TSK'dan casusluk açıklaması!
.
Genelkurmay Başkanlığı, “İzmir Askeri Casusluk Dava dosyasındaki belgelerle ilgili askeri bilirkişi raporunu hazırlayan heyete Orgeneral Hulusi Akar'ın baskı yaptığı” iddiasının doğru olmadığını belirtti.
Genelkurmay Başkanlığı, İzmir 12’nci Ağır Ceza Mahkemesi’nde görülmekte olan ve bazı TSK personelinin yargılandığı “gizli bilgi belge bulundurma” davasında istenen belgelerin herhangi bir personelin baskı ve telkinde bulunmasına imkan verilmeyecek tarzda incelenmesine imkan tanındığını bildirdi.
Genelkurmay Başkanlığı, internet sitesi üzerinden “Devam etmekte olan soruşturma ve davalar” konusunda bir açıklama yaptı. Genelkurmay Başkanlığı’nın açıklaması şöyle:
“Genelkurmay Başkanlığınca, devam etmekte olan soruşturma ve davalarla ilgili olarak; adli makamların karar ve taleplerine, hukuka bağlılık ilkesi temelinde, ilgili mevzuat hükümleri doğrultusunda işlem yapılmasına büyük önem verilmektedir.
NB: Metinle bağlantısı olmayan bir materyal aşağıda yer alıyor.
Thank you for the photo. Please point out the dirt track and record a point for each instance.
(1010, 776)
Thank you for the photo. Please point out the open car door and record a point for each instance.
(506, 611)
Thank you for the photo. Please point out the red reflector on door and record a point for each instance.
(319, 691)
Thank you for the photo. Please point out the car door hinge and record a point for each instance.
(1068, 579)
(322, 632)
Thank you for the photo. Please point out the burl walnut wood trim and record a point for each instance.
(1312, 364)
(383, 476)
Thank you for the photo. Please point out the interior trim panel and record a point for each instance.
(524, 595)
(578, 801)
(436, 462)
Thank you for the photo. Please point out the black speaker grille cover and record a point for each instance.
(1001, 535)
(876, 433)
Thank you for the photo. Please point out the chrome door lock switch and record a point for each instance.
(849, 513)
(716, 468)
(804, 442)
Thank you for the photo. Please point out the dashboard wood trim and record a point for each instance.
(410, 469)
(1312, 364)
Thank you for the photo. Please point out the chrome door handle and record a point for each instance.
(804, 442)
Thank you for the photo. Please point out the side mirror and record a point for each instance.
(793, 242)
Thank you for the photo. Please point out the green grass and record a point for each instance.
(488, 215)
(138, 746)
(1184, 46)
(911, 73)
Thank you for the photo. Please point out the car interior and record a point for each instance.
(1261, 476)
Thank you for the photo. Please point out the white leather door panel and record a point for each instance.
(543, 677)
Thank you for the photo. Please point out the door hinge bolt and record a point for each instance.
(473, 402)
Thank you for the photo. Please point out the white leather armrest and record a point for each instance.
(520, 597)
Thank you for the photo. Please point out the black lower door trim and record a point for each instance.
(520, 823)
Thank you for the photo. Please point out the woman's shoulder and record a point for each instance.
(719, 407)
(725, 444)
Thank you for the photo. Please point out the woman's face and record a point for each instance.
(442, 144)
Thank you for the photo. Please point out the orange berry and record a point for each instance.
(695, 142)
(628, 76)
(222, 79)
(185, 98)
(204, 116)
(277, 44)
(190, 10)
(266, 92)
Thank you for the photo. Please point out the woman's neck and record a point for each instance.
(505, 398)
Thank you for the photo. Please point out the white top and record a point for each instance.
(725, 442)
Bu kapsamda; İzmir 12’nci Ağır Ceza Mahkemesinde görülmekte olan ve bazı Türk Silahlı Kuvvetleri personelinin de yargılandığı davanın soruşturma aşamasında, İzmir Cumhuriyet Başsavcılığının yazısı üzerine, incelemesi talep edilen belgelerle ilgili incelemenin herhangi bir personelin baskı ve telkinde bulunmasına imkan verilmeyecek tarzda, hukuka uygun olarak ve objektif bir şekilde gerçekleştirilmesi sağlanmıştır.”
İDDİA
Bazı internet sitelerinde ve basında Kara Kuvvetleri Komutanlığı'na atanan Orgeneral Hulusi Akar'ın İzmir'deki Askeri Casusluk dava dosyasında bulunan belgelerle ilgili askeri bilirkişi raporunu yazan heyete baskı uyguladığı iddia edilmişti. Avukat Nevzat Güleşen, kendisine ulaşan bu bilgiyi kamuoyuyla paylaşmıştı.
Askeri Casusluk Savcısı Zafer Kılınç dosyadaki askeri belgeler için Genelkurmay'dan bilirkişi raporu istemişti. Eylül 2012'de hazırlanan askeri bilirkişi raporu sanıkların lehine çıkmıştı. Avukat Güleşen ise raporun ardından yaşananları anlatırken savcının bu yazısı üzerine Genelkurmay'dan ikinci bilirkişi raporunun gönderildiğini iddia etmişti. Genelkurmay'dan gönderilen ikinci raporda, aynı belgeler hakkında yapılan değerlendirmeler bu kez sanıkların aleyhine döndü. Güleşen de, Orgeneral Hulusi Akar'ın mahkemede tanık olarak dinlenmesi için talepte bulundu.